Talk

/ Planning Utopia: Ebenezer Howard to Post-Covid via Harlow

The utopic vision of the Garden City is as much a spatial idea as a social one. Could it hold valuable lessons for how we plan communities in light of the Covid-19 pandemic?

by Louise Mansfield

As part of our studio virtual Friday Talks, Louise Mansfield revisited the utopian visions of new towns, drawing on a range of examples from the work of Ebenezer Howard to our own more contemporary re-interpretations of Garden City principles.

Ebenezer Howard's vision for 'smokeless and slumless cities' was driven by a strong social mission, rooted in a desire for wellbeing for all.

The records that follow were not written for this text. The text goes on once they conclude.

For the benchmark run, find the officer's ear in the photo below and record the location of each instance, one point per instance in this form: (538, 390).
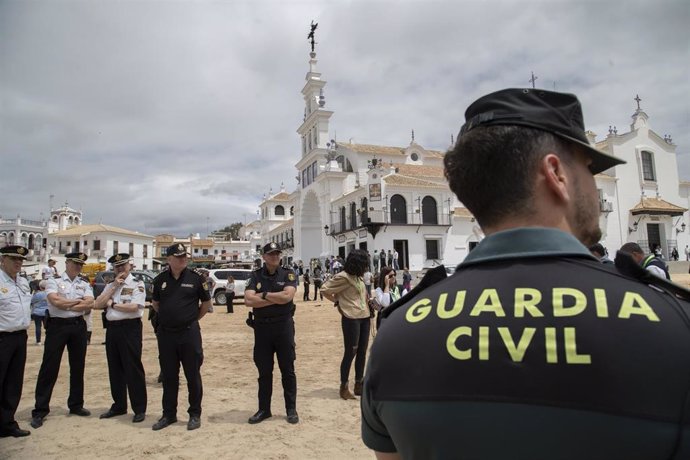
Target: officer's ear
(553, 175)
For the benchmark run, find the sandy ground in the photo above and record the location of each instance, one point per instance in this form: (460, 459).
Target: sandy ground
(329, 426)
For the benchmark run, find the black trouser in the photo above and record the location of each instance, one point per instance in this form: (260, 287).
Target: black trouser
(125, 370)
(317, 285)
(230, 297)
(279, 338)
(355, 341)
(70, 332)
(12, 360)
(38, 322)
(175, 347)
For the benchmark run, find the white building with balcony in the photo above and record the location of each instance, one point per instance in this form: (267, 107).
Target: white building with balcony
(396, 198)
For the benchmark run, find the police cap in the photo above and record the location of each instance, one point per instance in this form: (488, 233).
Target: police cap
(14, 251)
(78, 257)
(557, 113)
(119, 259)
(177, 250)
(271, 247)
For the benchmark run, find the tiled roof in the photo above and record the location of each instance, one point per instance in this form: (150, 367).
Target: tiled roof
(657, 206)
(282, 196)
(374, 149)
(399, 179)
(420, 170)
(387, 150)
(94, 228)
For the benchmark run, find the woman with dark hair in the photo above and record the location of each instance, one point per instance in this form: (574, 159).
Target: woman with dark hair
(387, 291)
(348, 292)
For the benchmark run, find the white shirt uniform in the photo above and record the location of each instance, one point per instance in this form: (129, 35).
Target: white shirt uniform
(70, 290)
(131, 291)
(48, 273)
(15, 303)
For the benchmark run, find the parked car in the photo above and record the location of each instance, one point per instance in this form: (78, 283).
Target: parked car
(220, 276)
(103, 278)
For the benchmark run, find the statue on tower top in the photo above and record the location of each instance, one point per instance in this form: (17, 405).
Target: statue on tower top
(310, 37)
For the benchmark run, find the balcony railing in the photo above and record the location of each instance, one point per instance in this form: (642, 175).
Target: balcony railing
(412, 219)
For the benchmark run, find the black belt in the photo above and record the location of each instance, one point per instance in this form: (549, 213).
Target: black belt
(58, 320)
(4, 333)
(123, 322)
(162, 328)
(272, 319)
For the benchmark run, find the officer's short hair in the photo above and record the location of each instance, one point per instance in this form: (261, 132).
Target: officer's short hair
(631, 248)
(491, 169)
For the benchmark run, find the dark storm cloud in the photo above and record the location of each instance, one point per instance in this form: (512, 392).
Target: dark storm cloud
(166, 116)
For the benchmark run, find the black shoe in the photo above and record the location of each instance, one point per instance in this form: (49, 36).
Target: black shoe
(80, 412)
(163, 422)
(292, 416)
(194, 423)
(112, 413)
(36, 422)
(15, 433)
(259, 417)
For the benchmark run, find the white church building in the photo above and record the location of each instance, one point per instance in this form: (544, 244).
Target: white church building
(396, 198)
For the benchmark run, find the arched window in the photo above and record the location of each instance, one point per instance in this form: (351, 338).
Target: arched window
(429, 213)
(648, 172)
(344, 163)
(398, 210)
(365, 211)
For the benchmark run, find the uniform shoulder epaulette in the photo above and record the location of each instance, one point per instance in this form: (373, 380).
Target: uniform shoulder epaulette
(627, 266)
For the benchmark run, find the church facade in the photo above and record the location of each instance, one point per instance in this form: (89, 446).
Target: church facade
(396, 199)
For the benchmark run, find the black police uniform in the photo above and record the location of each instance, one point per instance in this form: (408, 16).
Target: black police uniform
(179, 336)
(274, 332)
(532, 350)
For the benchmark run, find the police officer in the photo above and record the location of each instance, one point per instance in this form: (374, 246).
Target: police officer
(533, 349)
(69, 298)
(269, 293)
(124, 300)
(181, 299)
(15, 313)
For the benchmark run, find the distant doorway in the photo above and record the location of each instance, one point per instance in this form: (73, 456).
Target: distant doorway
(654, 237)
(401, 248)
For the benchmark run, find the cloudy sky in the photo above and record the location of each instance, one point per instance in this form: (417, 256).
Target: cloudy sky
(177, 116)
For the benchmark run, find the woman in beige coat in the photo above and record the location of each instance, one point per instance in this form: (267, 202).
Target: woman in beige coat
(348, 292)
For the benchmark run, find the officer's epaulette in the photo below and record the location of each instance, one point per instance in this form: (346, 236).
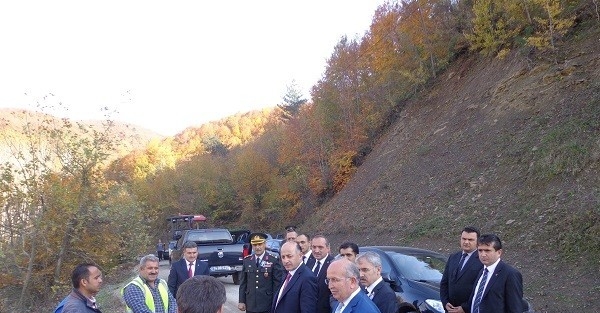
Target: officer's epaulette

Indeed, Howard had envisioned garden cities where all houses are held in common, so that renters would be entitled to a share in profits, reinforcing the personal interest in prosperity of the whole.

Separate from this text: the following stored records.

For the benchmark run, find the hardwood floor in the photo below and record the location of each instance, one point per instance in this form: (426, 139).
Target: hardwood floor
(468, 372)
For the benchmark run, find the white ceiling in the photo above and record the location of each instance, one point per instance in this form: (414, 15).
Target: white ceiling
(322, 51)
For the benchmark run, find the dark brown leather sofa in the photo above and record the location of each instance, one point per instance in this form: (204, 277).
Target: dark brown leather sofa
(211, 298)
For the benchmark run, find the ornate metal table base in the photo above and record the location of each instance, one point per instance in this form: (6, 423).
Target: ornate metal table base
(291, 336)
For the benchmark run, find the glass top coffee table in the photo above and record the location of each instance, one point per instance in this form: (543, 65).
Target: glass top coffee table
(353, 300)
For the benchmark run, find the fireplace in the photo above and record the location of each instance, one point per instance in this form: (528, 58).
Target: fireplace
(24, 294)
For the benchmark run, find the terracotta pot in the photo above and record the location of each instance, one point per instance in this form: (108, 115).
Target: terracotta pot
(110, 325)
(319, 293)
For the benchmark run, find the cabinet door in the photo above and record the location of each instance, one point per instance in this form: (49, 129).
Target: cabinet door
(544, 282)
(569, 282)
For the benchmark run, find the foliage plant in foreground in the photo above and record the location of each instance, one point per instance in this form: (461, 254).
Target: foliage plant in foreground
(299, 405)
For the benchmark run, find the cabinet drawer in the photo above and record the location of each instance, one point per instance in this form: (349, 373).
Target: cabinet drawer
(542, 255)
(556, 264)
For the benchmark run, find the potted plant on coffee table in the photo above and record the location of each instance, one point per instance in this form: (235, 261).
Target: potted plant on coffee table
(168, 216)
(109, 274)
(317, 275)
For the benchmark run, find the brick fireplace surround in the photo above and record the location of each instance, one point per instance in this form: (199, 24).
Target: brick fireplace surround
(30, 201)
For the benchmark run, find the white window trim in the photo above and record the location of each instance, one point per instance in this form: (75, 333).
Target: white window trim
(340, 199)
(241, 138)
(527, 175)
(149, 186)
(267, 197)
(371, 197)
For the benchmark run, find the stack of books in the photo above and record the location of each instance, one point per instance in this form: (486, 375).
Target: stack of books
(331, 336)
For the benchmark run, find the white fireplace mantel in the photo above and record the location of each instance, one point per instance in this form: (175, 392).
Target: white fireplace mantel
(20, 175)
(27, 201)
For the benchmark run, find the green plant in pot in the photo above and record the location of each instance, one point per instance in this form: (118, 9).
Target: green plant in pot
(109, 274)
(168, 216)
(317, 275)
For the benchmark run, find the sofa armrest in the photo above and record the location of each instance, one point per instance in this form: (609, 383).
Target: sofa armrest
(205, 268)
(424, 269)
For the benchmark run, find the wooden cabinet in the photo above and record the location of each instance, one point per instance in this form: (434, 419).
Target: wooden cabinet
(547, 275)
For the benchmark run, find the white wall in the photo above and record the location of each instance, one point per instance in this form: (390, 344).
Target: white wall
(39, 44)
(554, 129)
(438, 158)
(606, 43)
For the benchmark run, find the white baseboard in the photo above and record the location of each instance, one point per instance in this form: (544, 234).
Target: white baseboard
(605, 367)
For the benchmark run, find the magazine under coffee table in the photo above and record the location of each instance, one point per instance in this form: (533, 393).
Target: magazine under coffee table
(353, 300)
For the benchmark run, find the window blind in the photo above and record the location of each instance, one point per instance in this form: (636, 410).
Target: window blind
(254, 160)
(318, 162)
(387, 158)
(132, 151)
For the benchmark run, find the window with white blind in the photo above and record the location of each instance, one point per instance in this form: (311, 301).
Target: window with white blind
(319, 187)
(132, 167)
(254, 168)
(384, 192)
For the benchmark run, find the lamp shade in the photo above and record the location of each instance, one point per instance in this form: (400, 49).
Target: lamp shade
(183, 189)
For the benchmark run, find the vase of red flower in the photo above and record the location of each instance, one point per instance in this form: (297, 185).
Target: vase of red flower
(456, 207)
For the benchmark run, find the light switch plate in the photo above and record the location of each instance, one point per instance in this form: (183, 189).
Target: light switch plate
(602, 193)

Louise's talk takes us to today's Letchworth and Harlow, where we have been involved in several projects to help guide the evolution of these garden cities with origins going back to the early and mid-20th century respectively. A central goal of these projects has been to bring some urbanity to each city's centre.

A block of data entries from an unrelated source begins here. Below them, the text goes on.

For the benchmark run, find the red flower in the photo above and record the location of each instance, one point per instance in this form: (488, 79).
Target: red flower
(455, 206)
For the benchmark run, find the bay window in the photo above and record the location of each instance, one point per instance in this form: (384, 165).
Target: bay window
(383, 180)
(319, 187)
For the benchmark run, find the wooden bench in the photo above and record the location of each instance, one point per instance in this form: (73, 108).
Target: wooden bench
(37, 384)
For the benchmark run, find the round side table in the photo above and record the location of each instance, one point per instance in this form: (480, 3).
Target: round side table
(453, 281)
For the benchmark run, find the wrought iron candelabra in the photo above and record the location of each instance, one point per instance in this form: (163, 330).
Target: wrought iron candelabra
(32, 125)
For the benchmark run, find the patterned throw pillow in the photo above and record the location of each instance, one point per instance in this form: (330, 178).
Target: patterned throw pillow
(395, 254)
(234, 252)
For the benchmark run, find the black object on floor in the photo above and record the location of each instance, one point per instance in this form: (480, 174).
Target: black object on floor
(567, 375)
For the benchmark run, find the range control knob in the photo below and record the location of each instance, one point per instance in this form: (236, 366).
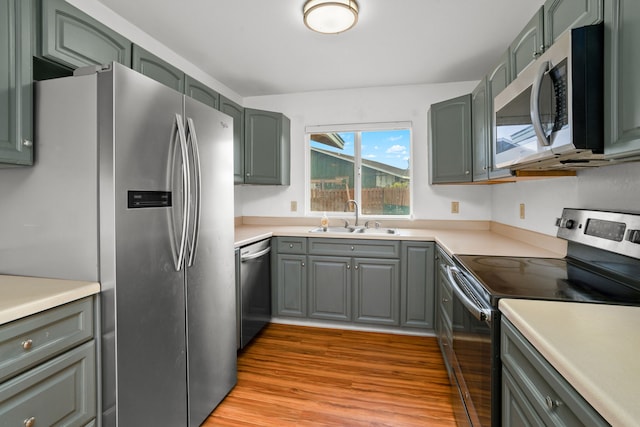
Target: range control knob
(564, 223)
(634, 236)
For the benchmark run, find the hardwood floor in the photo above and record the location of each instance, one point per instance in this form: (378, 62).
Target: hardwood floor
(301, 376)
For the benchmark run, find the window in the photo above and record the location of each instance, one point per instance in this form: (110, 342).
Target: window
(370, 164)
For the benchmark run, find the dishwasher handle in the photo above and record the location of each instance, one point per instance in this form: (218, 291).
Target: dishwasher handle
(249, 256)
(480, 313)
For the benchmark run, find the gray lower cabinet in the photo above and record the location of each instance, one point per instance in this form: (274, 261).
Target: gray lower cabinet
(236, 111)
(201, 92)
(16, 74)
(156, 68)
(561, 15)
(450, 157)
(622, 85)
(330, 288)
(534, 393)
(528, 45)
(267, 156)
(417, 284)
(376, 286)
(48, 367)
(72, 38)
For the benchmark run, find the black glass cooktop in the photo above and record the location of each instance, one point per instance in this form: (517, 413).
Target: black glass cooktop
(547, 278)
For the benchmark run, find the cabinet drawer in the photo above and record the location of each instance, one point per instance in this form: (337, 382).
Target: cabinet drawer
(361, 248)
(551, 396)
(292, 245)
(26, 342)
(58, 392)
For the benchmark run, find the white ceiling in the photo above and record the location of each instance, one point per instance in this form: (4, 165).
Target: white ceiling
(262, 47)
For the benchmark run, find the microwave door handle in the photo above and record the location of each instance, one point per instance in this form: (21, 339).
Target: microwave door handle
(535, 105)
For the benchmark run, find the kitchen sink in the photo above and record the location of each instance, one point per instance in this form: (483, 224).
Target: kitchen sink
(355, 230)
(333, 230)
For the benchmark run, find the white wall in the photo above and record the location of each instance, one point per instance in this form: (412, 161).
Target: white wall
(369, 105)
(614, 187)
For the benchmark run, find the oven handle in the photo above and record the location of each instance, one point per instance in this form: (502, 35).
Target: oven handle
(480, 313)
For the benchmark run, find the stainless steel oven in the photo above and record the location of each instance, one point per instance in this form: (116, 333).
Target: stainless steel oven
(602, 266)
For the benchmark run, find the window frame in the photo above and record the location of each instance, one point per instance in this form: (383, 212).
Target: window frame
(356, 128)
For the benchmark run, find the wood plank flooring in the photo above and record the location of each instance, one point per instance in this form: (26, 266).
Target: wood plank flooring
(302, 376)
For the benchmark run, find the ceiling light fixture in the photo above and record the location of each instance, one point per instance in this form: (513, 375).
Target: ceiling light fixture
(330, 16)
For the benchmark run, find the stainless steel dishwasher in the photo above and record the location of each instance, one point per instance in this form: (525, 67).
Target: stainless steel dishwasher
(254, 293)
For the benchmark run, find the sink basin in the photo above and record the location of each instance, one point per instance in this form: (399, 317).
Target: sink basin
(333, 230)
(377, 231)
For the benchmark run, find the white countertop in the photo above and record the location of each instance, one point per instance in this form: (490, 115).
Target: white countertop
(595, 347)
(23, 296)
(468, 242)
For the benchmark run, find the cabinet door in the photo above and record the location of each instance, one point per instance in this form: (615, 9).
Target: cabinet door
(622, 85)
(417, 285)
(330, 288)
(376, 291)
(450, 141)
(73, 38)
(528, 45)
(480, 131)
(266, 149)
(234, 110)
(16, 75)
(291, 285)
(152, 66)
(562, 15)
(497, 80)
(201, 92)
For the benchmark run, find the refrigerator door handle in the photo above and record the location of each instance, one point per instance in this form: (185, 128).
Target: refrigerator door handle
(178, 129)
(196, 188)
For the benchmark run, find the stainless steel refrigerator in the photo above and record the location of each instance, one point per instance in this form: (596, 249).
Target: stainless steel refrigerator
(133, 186)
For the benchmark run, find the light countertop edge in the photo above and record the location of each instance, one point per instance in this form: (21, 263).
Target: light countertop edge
(593, 346)
(468, 242)
(22, 296)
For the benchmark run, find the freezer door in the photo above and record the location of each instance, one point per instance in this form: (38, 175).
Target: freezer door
(143, 294)
(211, 326)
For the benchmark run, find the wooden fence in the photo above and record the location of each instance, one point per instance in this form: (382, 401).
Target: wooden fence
(375, 201)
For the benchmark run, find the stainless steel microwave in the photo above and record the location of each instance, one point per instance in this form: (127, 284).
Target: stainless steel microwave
(552, 114)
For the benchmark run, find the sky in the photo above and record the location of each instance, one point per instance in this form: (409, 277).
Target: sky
(392, 147)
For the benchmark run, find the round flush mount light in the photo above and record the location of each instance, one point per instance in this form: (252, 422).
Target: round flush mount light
(330, 16)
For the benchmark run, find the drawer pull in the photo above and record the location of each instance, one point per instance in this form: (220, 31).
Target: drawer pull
(552, 404)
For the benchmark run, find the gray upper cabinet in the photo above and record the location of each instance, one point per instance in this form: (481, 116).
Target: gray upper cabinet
(201, 92)
(480, 131)
(234, 110)
(528, 45)
(622, 79)
(417, 284)
(450, 141)
(266, 148)
(561, 15)
(74, 39)
(16, 74)
(154, 67)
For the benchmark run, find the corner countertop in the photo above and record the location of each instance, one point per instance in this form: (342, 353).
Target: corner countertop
(453, 241)
(23, 296)
(593, 346)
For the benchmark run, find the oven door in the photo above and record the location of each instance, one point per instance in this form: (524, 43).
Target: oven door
(476, 356)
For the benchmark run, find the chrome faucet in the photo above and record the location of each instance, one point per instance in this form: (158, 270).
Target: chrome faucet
(355, 204)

Howard's ideas also travelled internationally, with cities adopting aspects of its spatial layout of individual family homes, generous green spaces and widened road networks. Our own work with garden cities brought us recently to Ansan, south of Seoul, where the city is laid out using similar principles. The central challenge in Ansan, as with many garden cities, has been centred around making more durable and sustainable connections between a retail core and its predominately residential hinterland.

Louise ends in central London, currently facing its own challenges with talk of yet another wave of residents decamping from city centres for the suburbs. Will the wave materialise? And if it does, will we be able to design, or recalibrate, tomorrow's suburbs in ways that benefit both environment and society?